Kentucky Derby Facts
Five things you didn’t know about the “most exciting two minutes in sports”
The Kentucky Derby isn’t just another horse race. An American institution since 1875, the annual competition draws hundreds of thousands of spectators to Churchill Downs in Louisville, Kentucky, to witness the “run of the roses” — a one-and-a-quarter-mile dash for immortality. But there’s more to the Derby than a bunch of thoroughbreds kicking up dirt. To prepare you for the 137th running on May 7, Men’s Fitness teamed up with Woodford Reserve to bring you five facts you may not have known about the legendary race.
1. The Kentucky Derby was first run in 1875 under the auspices of Col. Meriwether Lewis Clark, Jr. The grandson of William Clark of Lewis & Clark fame, the colonel founded the Louisville Jockey Club after being impressed by the horse races he’d seen in France and England — specifically the Epsom Derby. With financial help from his relatives, John and Henry Churchill, he was able to build the Churchill Downs racetrack, which has hosted the Derby ever since.

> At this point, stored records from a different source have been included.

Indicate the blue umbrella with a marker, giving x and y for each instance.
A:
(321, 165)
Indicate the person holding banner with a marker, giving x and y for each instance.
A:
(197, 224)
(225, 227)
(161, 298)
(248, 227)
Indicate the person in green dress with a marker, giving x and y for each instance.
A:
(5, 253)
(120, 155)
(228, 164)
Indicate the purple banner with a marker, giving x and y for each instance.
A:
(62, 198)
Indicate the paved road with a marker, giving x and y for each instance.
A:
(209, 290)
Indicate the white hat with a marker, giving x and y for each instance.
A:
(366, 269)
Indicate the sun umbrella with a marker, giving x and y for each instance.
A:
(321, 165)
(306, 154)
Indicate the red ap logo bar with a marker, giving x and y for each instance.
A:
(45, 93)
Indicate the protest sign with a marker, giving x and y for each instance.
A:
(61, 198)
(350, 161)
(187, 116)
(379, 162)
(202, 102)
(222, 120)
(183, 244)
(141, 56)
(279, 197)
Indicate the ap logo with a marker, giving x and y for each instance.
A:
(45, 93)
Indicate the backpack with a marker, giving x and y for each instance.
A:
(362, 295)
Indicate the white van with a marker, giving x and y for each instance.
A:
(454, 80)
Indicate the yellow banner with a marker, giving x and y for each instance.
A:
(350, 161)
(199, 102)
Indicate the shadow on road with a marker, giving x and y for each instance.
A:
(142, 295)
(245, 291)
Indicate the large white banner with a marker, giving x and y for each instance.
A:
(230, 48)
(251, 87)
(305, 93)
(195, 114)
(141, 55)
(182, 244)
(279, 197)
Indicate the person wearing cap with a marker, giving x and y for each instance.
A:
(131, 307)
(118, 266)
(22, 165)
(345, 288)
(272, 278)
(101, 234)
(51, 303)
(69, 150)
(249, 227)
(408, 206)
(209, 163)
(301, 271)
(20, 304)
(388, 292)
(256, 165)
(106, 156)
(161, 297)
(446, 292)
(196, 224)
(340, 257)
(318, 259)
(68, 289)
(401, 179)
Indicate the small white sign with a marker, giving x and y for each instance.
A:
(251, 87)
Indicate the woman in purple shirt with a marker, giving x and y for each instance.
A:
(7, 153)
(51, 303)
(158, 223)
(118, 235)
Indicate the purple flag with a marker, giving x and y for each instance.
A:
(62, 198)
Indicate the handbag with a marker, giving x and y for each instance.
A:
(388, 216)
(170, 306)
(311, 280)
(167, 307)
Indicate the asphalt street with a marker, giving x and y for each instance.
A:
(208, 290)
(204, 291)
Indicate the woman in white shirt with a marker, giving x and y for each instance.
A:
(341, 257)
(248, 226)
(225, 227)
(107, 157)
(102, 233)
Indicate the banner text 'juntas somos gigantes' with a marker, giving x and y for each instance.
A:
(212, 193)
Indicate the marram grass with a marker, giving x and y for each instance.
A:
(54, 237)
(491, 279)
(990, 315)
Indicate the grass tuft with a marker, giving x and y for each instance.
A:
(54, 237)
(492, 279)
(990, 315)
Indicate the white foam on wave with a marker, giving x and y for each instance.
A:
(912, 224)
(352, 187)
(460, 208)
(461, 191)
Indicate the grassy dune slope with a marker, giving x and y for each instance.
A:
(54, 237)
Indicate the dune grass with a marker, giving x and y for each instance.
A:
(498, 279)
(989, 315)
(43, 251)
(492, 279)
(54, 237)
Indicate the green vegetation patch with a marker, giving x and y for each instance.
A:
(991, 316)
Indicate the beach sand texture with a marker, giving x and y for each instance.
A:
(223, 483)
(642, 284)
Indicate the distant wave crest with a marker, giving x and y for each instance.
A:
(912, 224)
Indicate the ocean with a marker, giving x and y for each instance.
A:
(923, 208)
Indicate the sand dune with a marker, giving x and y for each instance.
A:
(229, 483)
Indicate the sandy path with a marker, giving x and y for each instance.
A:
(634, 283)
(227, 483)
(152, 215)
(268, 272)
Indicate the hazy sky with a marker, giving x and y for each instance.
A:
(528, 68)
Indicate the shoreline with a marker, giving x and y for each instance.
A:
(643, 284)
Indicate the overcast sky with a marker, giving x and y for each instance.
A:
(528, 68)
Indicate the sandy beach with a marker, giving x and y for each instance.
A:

2. The race is called “the fastest two minutes in sports” for obvious reasons, but the legendary racehorse Secretariat was able to break that time barrier in 1973. Finishing the race in 1:59.4 seconds, the colt set a track record that still stands to this day. In 2001, a stallion named Monarchos became the second horse to beat two minutes, running the Derby in 1:59.97
3. The Derby is all about tradition. The band plays “My Old Kentucky Home,” women wear awesome hats, everyone eats a stew called burgoo and the winner gets draped in a blanket of roses. The flowers became the trademark of the event after an 1883 party where all the female guests were given roses, but it wasn’t until 1896 that they started being presented to the victor. There are 554 roses on each garland, if anyone is counting.
4. The “run for the roses” may be the most highly attended event in all of horseracing, but there’s a lot more going on than just a 120-second race. Every year, The Kentucky Derby Festival is held in Louisville during the two weeks leading up to the running. Home to lesser known competition like a steamboat race and a hot air balloon competition, the celebration’s most popular event is “Thunder over Louisville” — the largest fireworks display in all of North America.
5. With so many people coming to Louisville to party, a lot of celebrating goes on and the drink of choice is definitely bourbon—specifically mint juleps. A sweet mix of bourbon, mint and sugar, the drink has been served at the race since 1938 with an estimated 120,000 being imbibed every year. The more discerning Derby-goer can enjoy a $1,000-version of the beverage, which is made with a special selection of Woodford Reserve bourbon, rare chocolate mint, bourbon smoked sugar and ice imported from the island of Tasmania. Try not to spill it.